Fluorescent microscopic image of PHB-forming bacteria: the cells are colored to make the PHBs more visible. More than half the volume of the cell is filled with the product.

Date: January 23, 2020, No. 4

Turning wood into bioplastics and back into wood

A new BMBF project at the University of Stuttgart wants to research plastics which protect the environment in two ways
[Picture: Universität Stuttgart/IMB, FreeImages.com/William Picard, FreeImages.com/as012a2569]

Conventional plastic packaging is manufactured using oil, and harms the environment as plastic waste after use. The new research project “SusPackaging” at the University of Stuttgart wants to develop biocompatible packaging materials which have sustainably-produced substrates such as fats and carbohydrates as their base material and can completely biodegrade in just a few months. Bacteria play a key role in this process.

The growing mountains of plastic on our planet, and especially in the oceans, is one of the biggest environmental problems facing the world today.

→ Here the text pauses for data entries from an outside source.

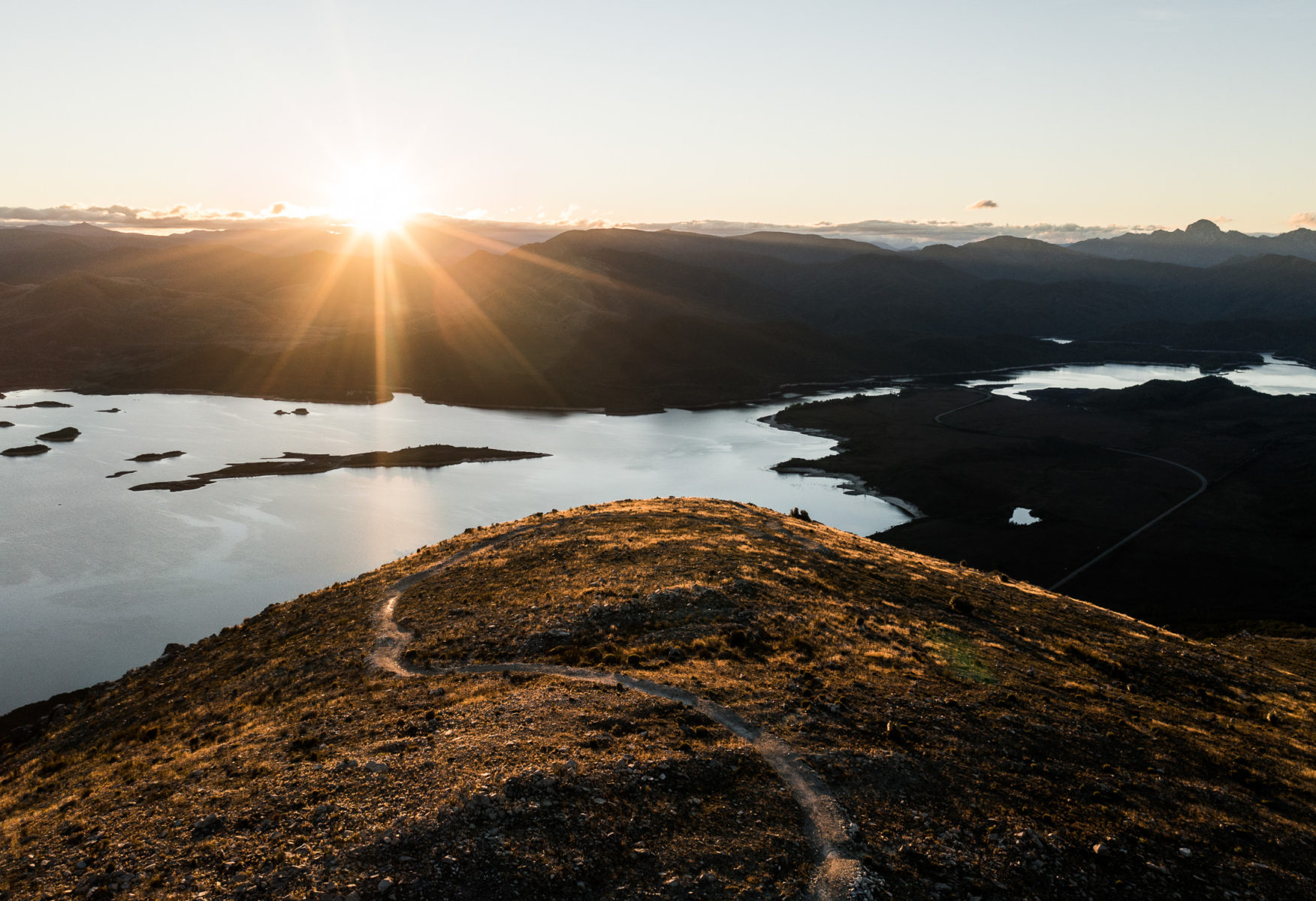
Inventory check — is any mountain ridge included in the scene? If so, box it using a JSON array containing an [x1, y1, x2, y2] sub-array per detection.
[[0, 499, 1316, 901]]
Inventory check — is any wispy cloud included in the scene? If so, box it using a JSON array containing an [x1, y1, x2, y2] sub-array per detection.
[[0, 201, 326, 231], [0, 201, 1221, 249]]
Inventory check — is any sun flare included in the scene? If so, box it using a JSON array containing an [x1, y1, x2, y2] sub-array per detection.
[[333, 163, 416, 236]]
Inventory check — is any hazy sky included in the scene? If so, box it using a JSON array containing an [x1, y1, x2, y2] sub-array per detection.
[[0, 0, 1316, 231]]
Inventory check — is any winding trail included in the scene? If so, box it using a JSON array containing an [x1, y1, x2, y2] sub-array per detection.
[[1046, 447, 1211, 592], [369, 515, 873, 901]]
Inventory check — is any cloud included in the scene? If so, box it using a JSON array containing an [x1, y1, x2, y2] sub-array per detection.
[[0, 201, 321, 231], [0, 201, 1231, 250]]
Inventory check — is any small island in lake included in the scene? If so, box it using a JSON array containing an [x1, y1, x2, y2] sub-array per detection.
[[0, 444, 50, 457], [129, 444, 548, 490]]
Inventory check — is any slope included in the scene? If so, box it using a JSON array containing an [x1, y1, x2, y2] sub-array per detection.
[[0, 499, 1316, 898]]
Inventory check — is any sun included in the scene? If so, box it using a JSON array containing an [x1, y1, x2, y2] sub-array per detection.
[[333, 163, 416, 236]]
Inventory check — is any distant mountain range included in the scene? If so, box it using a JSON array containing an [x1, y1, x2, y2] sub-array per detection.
[[0, 224, 1316, 411], [1070, 220, 1316, 266]]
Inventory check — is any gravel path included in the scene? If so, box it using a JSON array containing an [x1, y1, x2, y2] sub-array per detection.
[[370, 515, 874, 901]]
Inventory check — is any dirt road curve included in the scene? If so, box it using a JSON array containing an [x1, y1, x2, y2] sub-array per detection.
[[370, 523, 877, 901]]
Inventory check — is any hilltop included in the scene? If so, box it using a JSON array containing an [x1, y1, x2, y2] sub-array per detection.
[[0, 499, 1316, 901]]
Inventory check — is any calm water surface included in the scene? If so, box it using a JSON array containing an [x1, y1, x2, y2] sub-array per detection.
[[0, 360, 1316, 712], [0, 390, 908, 712]]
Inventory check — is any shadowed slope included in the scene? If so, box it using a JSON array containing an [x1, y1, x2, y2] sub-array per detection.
[[0, 499, 1316, 899]]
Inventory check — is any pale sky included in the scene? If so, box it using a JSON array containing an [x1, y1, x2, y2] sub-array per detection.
[[0, 0, 1316, 231]]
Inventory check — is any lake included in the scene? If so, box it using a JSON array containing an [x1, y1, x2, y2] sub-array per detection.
[[0, 359, 1316, 712]]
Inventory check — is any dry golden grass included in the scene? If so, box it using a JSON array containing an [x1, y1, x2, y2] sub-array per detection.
[[0, 499, 1316, 898]]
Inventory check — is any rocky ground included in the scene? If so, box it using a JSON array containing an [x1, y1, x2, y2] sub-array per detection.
[[0, 499, 1316, 901]]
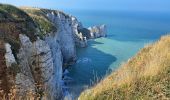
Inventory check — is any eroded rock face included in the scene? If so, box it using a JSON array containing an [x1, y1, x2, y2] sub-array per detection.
[[0, 6, 106, 100], [47, 12, 76, 64], [16, 34, 62, 100], [88, 25, 107, 38]]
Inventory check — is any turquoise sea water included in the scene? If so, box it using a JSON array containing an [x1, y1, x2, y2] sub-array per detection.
[[65, 11, 170, 97]]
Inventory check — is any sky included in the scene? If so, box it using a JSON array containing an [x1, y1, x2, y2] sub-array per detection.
[[0, 0, 170, 12]]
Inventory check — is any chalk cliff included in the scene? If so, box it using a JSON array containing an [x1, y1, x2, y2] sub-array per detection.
[[0, 4, 105, 100]]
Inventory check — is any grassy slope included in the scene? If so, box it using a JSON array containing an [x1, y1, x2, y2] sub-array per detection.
[[79, 36, 170, 100]]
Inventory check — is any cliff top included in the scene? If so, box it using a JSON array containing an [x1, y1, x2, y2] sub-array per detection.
[[80, 36, 170, 100]]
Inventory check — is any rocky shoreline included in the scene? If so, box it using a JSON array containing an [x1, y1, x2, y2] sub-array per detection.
[[0, 4, 106, 100]]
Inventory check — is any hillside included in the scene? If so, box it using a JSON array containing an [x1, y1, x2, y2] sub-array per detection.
[[79, 36, 170, 100]]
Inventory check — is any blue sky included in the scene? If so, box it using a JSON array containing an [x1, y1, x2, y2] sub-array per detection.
[[0, 0, 170, 12]]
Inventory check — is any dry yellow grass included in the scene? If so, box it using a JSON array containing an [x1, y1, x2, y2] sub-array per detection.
[[79, 36, 170, 100]]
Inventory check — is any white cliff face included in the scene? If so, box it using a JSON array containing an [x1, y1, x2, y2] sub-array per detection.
[[71, 16, 87, 47], [5, 43, 16, 67], [47, 12, 76, 64], [1, 8, 106, 100], [88, 25, 107, 38], [16, 34, 62, 100]]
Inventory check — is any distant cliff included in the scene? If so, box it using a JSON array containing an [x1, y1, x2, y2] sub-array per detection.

What makes this such a big problem is that conventional plastics in nature often last for decades or even centuries, because they do not biodegrade. So-called “biodegradable bioplastics” promise a solution to this problem. These bioplastics protect nature in two ways. Firstly, they are not based on petrochemicals, but have sustainably-produced substrates such as fats and carbohydrates as their base material. And secondly, they can completely biodegrade in nature within a few months.

This is the starting point of the "SusPackaging" project. It is formed by the Institute for Microbiology at the University of Stuttgart together with the Fraunhofer Institute for Interfacial Engineering and Biotechnology IGB and other institutes, as well as ecologically-oriented cosmetics companies such as Wala and Weleda, and is funded by the German Ministry of Education and Research (BMBF) with more than 2 million euros.

The scientists have set themselves the goal of developing biocompatible packaging materials made from sustainable base materials. The focus of the research is on bioplastics made from polyhydroxy fatty acids (polyhydroxyalkanoates, PHAs). These consist of microorganisms – specifically those made of wood waste. They also biodegrade very well in nature.

 

 (c) University of Stuttgart/IMB
Recycling economy: by using bacteria, valuable bioplastics are produced from wood waste, whose own breakdown products are made into new wood through photosynthesis.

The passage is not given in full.